Back On Track with Credit Recovery
The path toward high school graduation is an obvious one. Earn the credits you need in each subject area, graduate, and move on.
There are plenty of ways to earn these credits. Students can take traditional courses, credit acceleration, or credit recovery. Some schools even break learning down into smaller, more manageable lessons that help to fill in missing gaps.
As easy as it sounds, earning credits can be arduous. Compound that with missing school (either by choice or out of obligation) and trying to catch up before falling further behind, and credit recovery programs can fail our students.
How credit recovery works – most of the time
Lack of credits prevents high school students from graduating. In an effort to shore up graduation rates, schools have developed credit recovery programs. These programs give at-risk students an opportunity to catch up on the instruction they missed.

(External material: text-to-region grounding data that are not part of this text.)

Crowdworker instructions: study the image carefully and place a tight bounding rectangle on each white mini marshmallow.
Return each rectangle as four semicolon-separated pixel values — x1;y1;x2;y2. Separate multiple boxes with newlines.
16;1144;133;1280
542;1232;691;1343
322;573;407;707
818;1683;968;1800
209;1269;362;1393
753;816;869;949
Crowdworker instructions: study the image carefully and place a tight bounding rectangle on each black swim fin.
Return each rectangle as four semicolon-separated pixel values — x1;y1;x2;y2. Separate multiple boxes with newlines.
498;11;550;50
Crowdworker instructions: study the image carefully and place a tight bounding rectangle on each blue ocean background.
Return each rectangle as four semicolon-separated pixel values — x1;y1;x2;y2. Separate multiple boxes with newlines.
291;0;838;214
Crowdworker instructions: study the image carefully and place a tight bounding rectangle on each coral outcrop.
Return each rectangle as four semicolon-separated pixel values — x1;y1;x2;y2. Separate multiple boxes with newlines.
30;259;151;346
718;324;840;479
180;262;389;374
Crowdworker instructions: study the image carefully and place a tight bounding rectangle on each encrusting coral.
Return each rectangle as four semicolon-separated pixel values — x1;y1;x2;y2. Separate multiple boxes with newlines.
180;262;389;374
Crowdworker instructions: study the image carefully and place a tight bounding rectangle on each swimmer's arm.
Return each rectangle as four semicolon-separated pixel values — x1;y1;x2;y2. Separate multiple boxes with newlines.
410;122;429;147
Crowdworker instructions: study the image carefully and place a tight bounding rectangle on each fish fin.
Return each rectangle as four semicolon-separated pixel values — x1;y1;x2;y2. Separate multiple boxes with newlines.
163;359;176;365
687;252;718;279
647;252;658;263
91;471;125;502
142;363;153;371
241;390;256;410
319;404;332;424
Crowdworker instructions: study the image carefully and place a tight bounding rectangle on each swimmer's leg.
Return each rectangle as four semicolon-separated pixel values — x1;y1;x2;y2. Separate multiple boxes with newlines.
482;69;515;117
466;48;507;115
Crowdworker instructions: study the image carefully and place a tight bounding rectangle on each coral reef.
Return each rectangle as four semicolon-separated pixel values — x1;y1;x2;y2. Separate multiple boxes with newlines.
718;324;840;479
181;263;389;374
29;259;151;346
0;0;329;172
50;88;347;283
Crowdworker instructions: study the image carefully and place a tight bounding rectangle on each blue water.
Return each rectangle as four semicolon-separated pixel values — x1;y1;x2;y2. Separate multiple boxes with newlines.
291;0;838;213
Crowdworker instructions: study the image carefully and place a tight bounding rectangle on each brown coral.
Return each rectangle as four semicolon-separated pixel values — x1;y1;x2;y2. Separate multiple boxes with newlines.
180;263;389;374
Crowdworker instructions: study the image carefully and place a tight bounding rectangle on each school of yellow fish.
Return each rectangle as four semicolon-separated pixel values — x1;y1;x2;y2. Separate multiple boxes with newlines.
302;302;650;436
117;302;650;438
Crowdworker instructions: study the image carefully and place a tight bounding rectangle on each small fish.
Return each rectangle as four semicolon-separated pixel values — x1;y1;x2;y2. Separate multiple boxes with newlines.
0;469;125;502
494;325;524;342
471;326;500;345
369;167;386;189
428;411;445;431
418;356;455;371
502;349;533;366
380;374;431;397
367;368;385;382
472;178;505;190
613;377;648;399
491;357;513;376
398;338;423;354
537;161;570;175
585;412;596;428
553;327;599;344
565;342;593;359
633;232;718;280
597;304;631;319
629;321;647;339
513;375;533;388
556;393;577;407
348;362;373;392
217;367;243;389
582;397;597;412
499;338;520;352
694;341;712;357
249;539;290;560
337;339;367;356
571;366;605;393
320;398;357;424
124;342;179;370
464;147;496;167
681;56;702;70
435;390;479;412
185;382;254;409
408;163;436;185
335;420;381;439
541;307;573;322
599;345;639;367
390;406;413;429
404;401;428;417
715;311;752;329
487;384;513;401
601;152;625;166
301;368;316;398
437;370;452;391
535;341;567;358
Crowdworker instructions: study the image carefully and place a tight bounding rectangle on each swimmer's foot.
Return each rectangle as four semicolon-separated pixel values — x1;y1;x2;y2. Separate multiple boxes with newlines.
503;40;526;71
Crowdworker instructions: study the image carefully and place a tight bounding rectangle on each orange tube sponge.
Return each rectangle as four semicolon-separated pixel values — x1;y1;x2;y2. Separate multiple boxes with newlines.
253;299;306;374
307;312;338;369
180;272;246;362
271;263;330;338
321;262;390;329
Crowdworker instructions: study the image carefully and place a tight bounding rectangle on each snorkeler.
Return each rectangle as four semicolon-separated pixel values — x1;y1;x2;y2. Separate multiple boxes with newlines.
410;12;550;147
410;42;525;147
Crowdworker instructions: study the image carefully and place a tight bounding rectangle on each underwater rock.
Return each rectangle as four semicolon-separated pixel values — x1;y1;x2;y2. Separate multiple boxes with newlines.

The idea is simple. Students enroll in credit recovery programs to make up for lost time and collect missing credits. They work on lessons in the evenings, on weekends, and even during the school day. Some students enroll in online programs and work from home.
You’d think that this focused work on credit recovery would launch a student toward graduation faster than a senior can throw a spitwad. You’d be wrong.
Who benefits from credit recovery
According to a panel paper written ten years ago, credit recovery was “ a particularly effective strategy to prevent dropping out for black, Hispanic, and economically disadvantaged students and for increasing the likelihood of graduating from high school for economically disadvantaged students.”
Teachers and schools report that students in credit recovery speed too quickly through courses. They retain less information than their peers who participated in rigorous, hands-on activities. As it turns out, low-quality credit programs produce low-quality results.
Are we surprised by those observations?
We shouldn’t be. What we’ve learned about brain-based education tells us that “clicker courses” don’t engage the brain. These are online curriculum units that allow students to advance through the curriculum by left-clicking a mouse until the correct answer appears. These programs fail to entrench the memory of learning deeply enough for later retrieval.
Low-quality credit programs produce low-quality results.
How to establish a high-quality credit recovery program
According to iNACOL, nearly nine out of ten schools offer credit recovery. To ensure the efficacy and strength of each instructional program, the International Association for k-12 Online Learning (iNACOL) recommends these best practices:
· Base course progression on competency. As students complete lessons, the application should adapt accordingly, either providing more practice or directing the student to the next lesson.
· Adopt blended learning. It’s unlikely that you’ll see a school that relies exclusively on edtech for credit recovery. Students need time to take credit recovery courses online, and they also need time with their teachers. That requires flexible scheduling.
Another requirement of any online curriculum is that is should be customizable. No two students taking the same credit recovery course have the same needs. Personalized learning programs should be precisely that: tailored to individual needs.
Credit recovery can help students get back on track to graduation. We owe it to our students and ourselves to engage in the best practices that make it happen.